By Emily Underwood, May 18, 2018 

"THE FAILURE of the Substance P–blocking drugs opened the door for CGRP, an obscure, 37–amino acid peptide, discovered largely by accident by neuroscientists Susan Amara and Michael Rosenfeld of the University of California, San Diego. While studying a thyroid hormone called calcitonin, which helps regulate the body’s sodium and calcium levels, Amara and Rosenfeld found that the same gene that encodes calcitonin in the thyroid gland produces a slightly different peptide in another part of the brain. As one of the earliest examples of alternative gene splicing, which enables a single gene to produce multiple proteins, the discovery made a splash when it was published in Nature in 1982.

 After finding CGRP is plentiful in brain pathways that process pain and in brain regions that regulate blood flow, neurologist Lars Edvinsson, of Lund University in Sweden, wondered whether CGRP is involved in migraines. His group soon found that CGRP can trigger what was then considered a hallmark sign of migraines: When released from the trigeminovascular nerves, it is a powerful vasodilator of cerebral blood vessels. In 1990, he paired up with neurologist Peter Goadsby, now at King’s College London, to further explore CGRP’s role in migraine patients. After getting permission to take blood samples from the jugular veins of people who had come to the emergency room for a severe migraine, the researchers measured the amounts of a range of different peptides, including Substance P, during and after attacks. “The amazing thing was that CGRP was the only peptide that was significantly released,” Edvinsson says.

At first, Edvinsson and others thought CGRP triggered migraines by expanding blood vessels in the brain.
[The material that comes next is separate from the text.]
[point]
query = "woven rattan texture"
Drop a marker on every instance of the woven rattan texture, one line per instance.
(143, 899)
Instead, a growing pile of studies suggested that CGRP was not just a vasodilator, but a previously unknown, pain-signaling neurotransmitter. Other groups found that rising levels of CGRP in jugular blood—not patterns of abnormal blood flow—signaled a migraine attack. Then, in a pivotal 2002 study, Oleson and colleagues injected CGRP into the blood of migraineurs and found that they developed migrainelike headaches within hours, whereas nonmigraineurs got at most a mild headache. That suggested migraineurs are unusually sensitive to the peptide’s effects, Oleson says."

Annons:
jordan
2018-06-05 17:59
#1

The 2002 study must have been a painful one if you were one of the participants! Thankfully though it seems like it genuinely made a medical breakthrough, hopefully this will Help many that suffer migraines.

Evelina
2018-06-05 18:32
#2

#1 Indeed! And from what I read there are no short time side effects, however the long term side effects are unknown.